In 1996 Californians approved Proposition 198, which established a system where voters could request the ballot of any party during the primary. Before the United States Supreme Court ruled it unconstitutional after the 2000 presidential primary, it significantly boosted voter turnout by nearly 1 million voters per election.
In 2004 Proposition 62 proposed a new and constitutional “top-two” open primary. Fearing the loss of partisan control of the primary process, the opposition pulled out all the stops. In order to confuse voters, they placed an initiative on the ballot – Proposition 60 – that sounded like reform but simply kept the current partisan system in place. They ran deceptive campaigns claiming that the open primary was an attack on minority voting rights and the existence of third parties. Meanwhile, the bipartisan coalition in support of the open primary failed to reach out effectively to independent voters as a key constituency supporting reform. The initiative went down in defeat.

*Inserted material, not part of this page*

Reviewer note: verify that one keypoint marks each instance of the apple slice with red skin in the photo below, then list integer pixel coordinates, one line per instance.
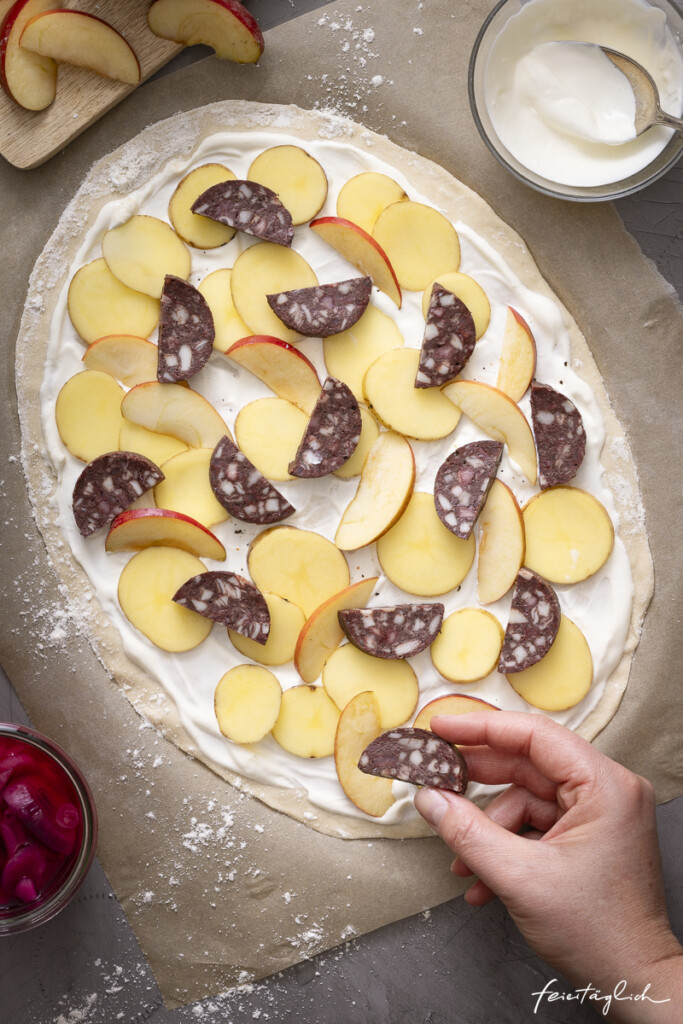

For the sake of California, reformers must get it right this time. For the blueprint, we only have to look at the recent passage of redistricting reform in Proposition 11 last November. Polls showed that a big surge in support and turnout among independent voters pushed Proposition 11 over the top to its 1% margin of victory.
In order to duplicate that effort, a broad coalition that includes independents as well as Democrats and Republicans must be formed. The coalition must reach out early and often to independent voters as a key constituency.
If we are successful then Obama’s people powered victory over the party insiders – driven by independents supporting him in open primary states – can become a reality in legislative and congressional races here in California.
Jim Mangia is the Chair of IndependentVoice.Org, California’s largest grassroots organization of independent voters. IndependentVoice.Org was part of coalitions to support the Open Primary Proposition 62 and Redistricting Reform Propositions 77 and 11.